Peter Stein's staging of Shakespeare's "Troilus and Cressida" at the Edinburgh International Festival presents a "beautiful, empty picture of masculinity," observes Patricia Benecke. "His heroes parade around in gold-coloured armoured underwear and helmets that practically block their view (costumes by Anna Maria Heinreich), and strike poses. Here, the fight is not about high moral principles but rather about vanity. But the figures are not made caricatures. Stein finds a balnce between satire and tragedy, and although he observes the 'Idiots from Mars' from a distance, he takes their pain completely seriously, thereby acknowledging their humanity. Thus even the displeasingly plump Achilles - who wafts through the Greek camp in his long, effeminate vestments and hairband, the very picture of decadence - suffers such despair upon the death of his catamite lover Patroklus that we can almost understand his assassination of Hektor. Violence breeds violance."

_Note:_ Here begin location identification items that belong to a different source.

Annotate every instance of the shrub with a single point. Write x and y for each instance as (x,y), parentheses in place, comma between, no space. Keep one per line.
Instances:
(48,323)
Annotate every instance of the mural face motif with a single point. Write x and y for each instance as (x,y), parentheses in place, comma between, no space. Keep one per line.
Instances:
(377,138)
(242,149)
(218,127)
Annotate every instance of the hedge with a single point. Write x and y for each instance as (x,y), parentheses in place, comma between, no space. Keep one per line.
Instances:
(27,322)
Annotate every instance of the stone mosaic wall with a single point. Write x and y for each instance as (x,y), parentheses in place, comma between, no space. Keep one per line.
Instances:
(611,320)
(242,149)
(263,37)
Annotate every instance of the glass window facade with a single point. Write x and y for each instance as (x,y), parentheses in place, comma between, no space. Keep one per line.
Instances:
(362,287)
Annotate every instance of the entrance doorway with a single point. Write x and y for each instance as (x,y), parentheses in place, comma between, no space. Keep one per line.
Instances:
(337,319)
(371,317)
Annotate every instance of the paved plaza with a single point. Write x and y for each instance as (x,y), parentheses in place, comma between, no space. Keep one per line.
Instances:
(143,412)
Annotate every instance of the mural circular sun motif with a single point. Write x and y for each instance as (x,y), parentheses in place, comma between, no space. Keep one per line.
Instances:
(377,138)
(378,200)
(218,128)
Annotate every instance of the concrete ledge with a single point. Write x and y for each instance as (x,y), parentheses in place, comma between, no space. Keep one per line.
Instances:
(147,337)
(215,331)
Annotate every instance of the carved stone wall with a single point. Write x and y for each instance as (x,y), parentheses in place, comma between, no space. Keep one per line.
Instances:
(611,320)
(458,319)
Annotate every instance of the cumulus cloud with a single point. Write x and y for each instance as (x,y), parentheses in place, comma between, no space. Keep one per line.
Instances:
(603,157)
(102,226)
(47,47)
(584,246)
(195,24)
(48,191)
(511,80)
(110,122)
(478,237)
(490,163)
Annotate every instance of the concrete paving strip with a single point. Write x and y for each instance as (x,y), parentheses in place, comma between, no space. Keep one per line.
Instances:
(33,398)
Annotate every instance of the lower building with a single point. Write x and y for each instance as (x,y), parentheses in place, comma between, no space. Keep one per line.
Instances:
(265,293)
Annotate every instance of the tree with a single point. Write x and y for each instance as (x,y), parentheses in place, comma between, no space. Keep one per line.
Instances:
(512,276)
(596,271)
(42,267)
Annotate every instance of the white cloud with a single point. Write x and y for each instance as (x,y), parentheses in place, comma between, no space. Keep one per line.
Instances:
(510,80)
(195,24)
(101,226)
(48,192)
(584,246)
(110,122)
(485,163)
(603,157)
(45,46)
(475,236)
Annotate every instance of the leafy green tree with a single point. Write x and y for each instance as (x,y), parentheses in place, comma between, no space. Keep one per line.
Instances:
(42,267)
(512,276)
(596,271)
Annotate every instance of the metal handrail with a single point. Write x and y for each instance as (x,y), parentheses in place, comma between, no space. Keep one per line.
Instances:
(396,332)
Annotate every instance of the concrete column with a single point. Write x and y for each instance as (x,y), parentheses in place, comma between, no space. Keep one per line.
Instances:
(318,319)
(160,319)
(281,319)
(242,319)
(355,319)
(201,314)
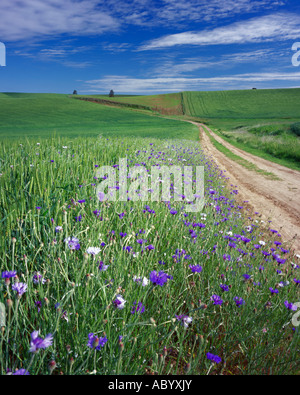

Der Tagesspiegel, 17.08.2006


From artist to artist: Volker Schlöndorff expresses compassion for Günter Grass. "Someone as experienced with the media as you are, dear Günter, doesn't do such a thing by mistake, and certainly not because you underestimated the consequences or in an attempt to strategise: providing the rope as well... Once you had started to write beyond fiction, it was only a matter of time, and a question of style, until you would remove the skin, and not just of the onion. As an author you subject your own story, like your fictive heroes, to the only law that is sacred to you, that of art. And if this means that the public monument that is your lifework crumbles, it's not your fault. The monument is the victim of the same demons that have always being preying on you."


Spiegel Online, 17.08.2006

Jens Todt dug up a veteran of the Waffen-SS who served in the same division as Grass. "'I researched a bit after I heard about him,' said the former Waffen SS man Edmund Zalewski, 'but nobody could remember Günter Grass.'" After the war, Zalewski worked in the Dürener metal works, "but he never lost touch with his former colleagues from the SS. Zalewski is still the secretary of the 'Frundsberg Comradeship,' a veteran's group whose members meet annually at war sites. 'At this point, we are down to 60 comrades, that used to be different, of course,' says Zalewski, 'but now we are all at least 80 years old.'"


Frankfurter Allgemeine Zeitung, 17.08.2006

Kerstin Holm lifts the veil on Russia's "erotic film idol," Renata Litvinova. "Litvinova is the Hitchcock woman of Russia, who fascinates through her crystalline coolness and her distinctly neurotic aura." To Holm, she appears "as a being from another star. She is the prime example of the female talent who wraps herself in the cocoon of her own world. Among her characteristics are her erratic laugh, a mannered, over-accentuated way of speaking, and mysteriously gesticulating hands - as if always tracing hidden sensations. Particularly in the context of the aggressive Russian environment, she is both unattainable woman and the child who needs protection, a bewitching combination that sparks men's instincts as protector and seducer. The off-putting glare of her cold eyes adds a portion of autism to the mix."